The dmesg is recorded in attachment file hdminodisplay_reset.txt.
Hello WayneWWW,
There will be some compiling error when I use this patch:
/home/tim/pcpartner/temp/tk1_r21-4/kernel/drivers/gpu/nvgpu/gk20a/gk20a.c: In function ‘gk20a_intr_thread_stall’:
/home/tim/pcpartner/temp/tk1_r21-4/kernel/drivers/gpu/nvgpu/gk20a/gr_gk20a.h:366:7: error: too many arguments to function ‘support_gk20a_pmu’
if (support_gk20a_pmu(g->dev) && g->elpg_enabled) {
^
/home/tim/pcpartner/temp/tk1_r21-4/kernel/drivers/gpu/nvgpu/gk20a/gk20a.c:565:3: note: in expansion of macro ‘gr_gk20a_elpg_protected_call’
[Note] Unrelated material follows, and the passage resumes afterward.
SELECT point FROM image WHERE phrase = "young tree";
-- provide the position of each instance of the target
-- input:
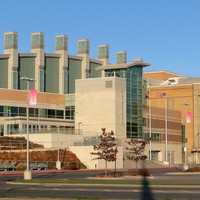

gr_gk20a_elpg_protected_call(g, gk20a_gr_isr(g));
^
In file included from /home/tim/pcpartner/temp/tk1_r21-4/kernel/drivers/gpu/nvgpu/gk20a/gk20a.c:51:0:
/home/tim/pcpartner/temp/tk1_r21-4/kernel/drivers/gpu/nvgpu/gk20a/gk20a.h:537:19: note: declared here
static inline int support_gk20a_pmu(void)
^
In file included from /home/tim/pcpartner/temp/tk1_r21-4/kernel/drivers/gpu/nvgpu/gk20a/channel_gk20a.h:36:0,
from /home/tim/pcpartner/temp/tk1_r21-4/kernel/drivers/gpu/nvgpu/gk20a/fifo_gk20a.h:24,
from /home/tim/pcpartner/temp/tk1_r21-4/kernel/drivers/gpu/nvgpu/gk20a/gk20a.h:40,
from /home/tim/pcpartner/temp/tk1_r21-4/kernel/drivers/gpu/nvgpu/gk20a/gk20a.c:51:
/home/tim/pcpartner/temp/tk1_r21-4/kernel/drivers/gpu/nvgpu/gk20a/gr_gk20a.h:374:7: error: too many arguments to function ‘support_gk20a_pmu’
if (support_gk20a_pmu(g->dev) && g->elpg_enabled)
^
/home/tim/pcpartner/temp/tk1_r21-4/kernel/drivers/gpu/nvgpu/gk20a/gk20a.c:565:3: note: in expansion of macro ‘gr_gk20a_elpg_protected_call’
gr_gk20a_elpg_protected_call(g, gk20a_gr_isr(g));
^
In file included from /home/tim/pcpartner/temp/tk1_r21-4/kernel/drivers/gpu/nvgpu/gk20a/gk20a.c:51:0:
/home/tim/pcpartner/temp/tk1_r21-4/kernel/drivers/gpu/nvgpu/gk20a/gk20a.h:537:19: note: declared here
static inline int support_gk20a_pmu(void)
Hello WayneWWW,
We use the combination patch but still have the same problem as in “hdminodisplay_reset.txt”.
The latest log is attachment file “log_1214.txt”.
Is our “fifo_gk20a.c”, “gr_gk20a.h” correct?